President Bush in 2003 announced a $100 million aid program — the East African Counterterrorism Initiative — for Kenya, as well as Djibouti, Ethiopia, Eritrea and Tanzania. U.S. military and civilian officials began arriving in Kenya to teach basic operations to counter al Qaeda, such as how to watch over the country’s long Indian Ocean coastline and how to find and disarm truck bombs. Kenya had no official “watch list” to weed out terrorism suspects traveling through the country’s seaports and airports. Now it does.

In return, Kenya has helped Washington by sharing intelligence and military bases, and by providing troops for various peacekeeping missions.

“In that region, they are a very competent army,” Lt. Gen. DeLong said.

Kenya has stood as a relatively vibrant democracy and free-market economy on a continent plagued by despots, disease and violence. Mr. Kansteiner said Nairobi does more than help the U.S. militarily. It promotes democracy in surrounding nations and sponsors talks aimed at reconciliation among various warring factions in Somalia.

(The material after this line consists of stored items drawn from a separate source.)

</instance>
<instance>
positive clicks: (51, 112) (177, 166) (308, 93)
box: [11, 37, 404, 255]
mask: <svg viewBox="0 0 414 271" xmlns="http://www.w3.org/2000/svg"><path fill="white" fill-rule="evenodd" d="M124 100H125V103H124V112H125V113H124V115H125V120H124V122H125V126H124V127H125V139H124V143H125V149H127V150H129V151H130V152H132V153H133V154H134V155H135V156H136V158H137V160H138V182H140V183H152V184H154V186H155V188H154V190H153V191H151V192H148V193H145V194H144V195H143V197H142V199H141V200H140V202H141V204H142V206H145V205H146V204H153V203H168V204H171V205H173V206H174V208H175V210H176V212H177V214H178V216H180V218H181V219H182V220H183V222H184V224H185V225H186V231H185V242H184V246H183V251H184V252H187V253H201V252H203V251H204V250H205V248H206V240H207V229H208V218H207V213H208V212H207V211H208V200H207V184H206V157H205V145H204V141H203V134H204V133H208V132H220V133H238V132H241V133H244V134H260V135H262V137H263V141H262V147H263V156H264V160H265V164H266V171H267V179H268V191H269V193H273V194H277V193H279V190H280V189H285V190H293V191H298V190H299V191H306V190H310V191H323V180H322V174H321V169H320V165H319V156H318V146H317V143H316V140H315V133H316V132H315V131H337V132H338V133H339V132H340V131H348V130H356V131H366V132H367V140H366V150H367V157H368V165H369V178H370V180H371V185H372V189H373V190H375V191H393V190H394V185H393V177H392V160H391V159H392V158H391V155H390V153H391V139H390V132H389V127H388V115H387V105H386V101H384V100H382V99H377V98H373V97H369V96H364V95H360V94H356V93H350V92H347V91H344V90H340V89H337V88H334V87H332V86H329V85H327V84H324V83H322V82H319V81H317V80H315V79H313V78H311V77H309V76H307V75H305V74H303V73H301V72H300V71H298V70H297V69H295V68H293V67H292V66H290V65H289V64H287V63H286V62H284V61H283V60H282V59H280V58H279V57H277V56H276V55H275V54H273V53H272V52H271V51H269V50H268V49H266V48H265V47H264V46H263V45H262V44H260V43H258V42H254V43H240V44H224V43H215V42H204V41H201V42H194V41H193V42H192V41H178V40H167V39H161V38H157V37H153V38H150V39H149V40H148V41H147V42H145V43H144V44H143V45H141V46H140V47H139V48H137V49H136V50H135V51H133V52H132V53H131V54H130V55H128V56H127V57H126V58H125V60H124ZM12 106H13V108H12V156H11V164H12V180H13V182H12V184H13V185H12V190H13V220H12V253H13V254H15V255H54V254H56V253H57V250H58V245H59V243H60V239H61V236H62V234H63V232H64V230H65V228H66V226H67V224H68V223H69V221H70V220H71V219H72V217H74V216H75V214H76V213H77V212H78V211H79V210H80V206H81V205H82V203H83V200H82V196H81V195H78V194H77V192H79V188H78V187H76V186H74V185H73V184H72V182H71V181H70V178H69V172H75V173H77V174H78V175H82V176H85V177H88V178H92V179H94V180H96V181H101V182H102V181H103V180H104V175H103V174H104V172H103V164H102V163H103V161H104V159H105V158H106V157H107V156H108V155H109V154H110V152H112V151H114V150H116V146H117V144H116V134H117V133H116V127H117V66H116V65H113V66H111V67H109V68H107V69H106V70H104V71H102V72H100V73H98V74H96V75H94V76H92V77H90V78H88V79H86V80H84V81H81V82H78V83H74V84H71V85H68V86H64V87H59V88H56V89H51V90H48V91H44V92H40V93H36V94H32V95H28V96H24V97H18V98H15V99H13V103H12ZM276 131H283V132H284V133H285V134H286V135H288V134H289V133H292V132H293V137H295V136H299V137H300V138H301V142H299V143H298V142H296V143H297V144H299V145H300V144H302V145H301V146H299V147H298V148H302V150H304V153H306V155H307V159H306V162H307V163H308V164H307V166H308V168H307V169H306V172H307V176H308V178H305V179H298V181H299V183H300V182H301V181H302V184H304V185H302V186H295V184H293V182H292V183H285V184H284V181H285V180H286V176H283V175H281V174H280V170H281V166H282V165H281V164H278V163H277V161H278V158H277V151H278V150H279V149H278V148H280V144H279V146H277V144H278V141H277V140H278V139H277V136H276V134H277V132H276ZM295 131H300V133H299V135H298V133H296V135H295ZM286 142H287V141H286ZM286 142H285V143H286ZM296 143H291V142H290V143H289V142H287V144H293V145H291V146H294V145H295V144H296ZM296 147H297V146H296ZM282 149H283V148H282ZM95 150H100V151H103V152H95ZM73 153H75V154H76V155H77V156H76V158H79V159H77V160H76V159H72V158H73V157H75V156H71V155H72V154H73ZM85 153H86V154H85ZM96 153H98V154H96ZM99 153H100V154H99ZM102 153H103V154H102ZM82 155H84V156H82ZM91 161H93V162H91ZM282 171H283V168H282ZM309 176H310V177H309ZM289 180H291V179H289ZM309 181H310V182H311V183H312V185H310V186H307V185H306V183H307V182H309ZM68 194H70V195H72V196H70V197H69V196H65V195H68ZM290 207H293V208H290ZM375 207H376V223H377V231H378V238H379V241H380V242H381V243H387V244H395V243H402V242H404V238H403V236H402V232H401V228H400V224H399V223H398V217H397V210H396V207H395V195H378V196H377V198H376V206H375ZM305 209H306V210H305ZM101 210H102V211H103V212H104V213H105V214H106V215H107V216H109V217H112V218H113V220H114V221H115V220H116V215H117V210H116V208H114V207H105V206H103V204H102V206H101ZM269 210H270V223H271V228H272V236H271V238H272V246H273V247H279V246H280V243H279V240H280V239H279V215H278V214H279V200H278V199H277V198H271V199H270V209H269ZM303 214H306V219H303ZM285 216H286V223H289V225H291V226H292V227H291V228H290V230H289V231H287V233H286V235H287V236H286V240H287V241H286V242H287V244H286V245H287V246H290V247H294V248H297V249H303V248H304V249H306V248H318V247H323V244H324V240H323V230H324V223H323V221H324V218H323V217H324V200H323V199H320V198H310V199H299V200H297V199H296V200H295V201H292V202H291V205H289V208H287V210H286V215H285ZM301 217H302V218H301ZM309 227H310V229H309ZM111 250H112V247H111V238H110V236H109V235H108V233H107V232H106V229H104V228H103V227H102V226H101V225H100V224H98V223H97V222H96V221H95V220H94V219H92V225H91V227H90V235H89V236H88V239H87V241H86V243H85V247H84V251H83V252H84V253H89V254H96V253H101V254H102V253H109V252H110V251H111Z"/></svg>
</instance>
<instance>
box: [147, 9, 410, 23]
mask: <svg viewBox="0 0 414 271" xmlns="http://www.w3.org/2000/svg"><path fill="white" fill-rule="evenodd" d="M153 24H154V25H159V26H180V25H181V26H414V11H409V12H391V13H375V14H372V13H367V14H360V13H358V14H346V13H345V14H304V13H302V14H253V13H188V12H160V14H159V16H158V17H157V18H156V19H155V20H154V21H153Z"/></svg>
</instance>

“They have been very attuned to private-sector growth,” he said. “They have done a good job of trying to reach out to the region and not only make Kenya economically strong, but also to integrate the region’s economies and private sectors.”

Mr. Kansteiner, while troubled by events in Kenya, does not expect it to deteriorate into a failed state.

“I think what we are looking at is some turbulent days until a new structure is put in place,” he said. “That new structure could be new elections. It could be a proper recount.”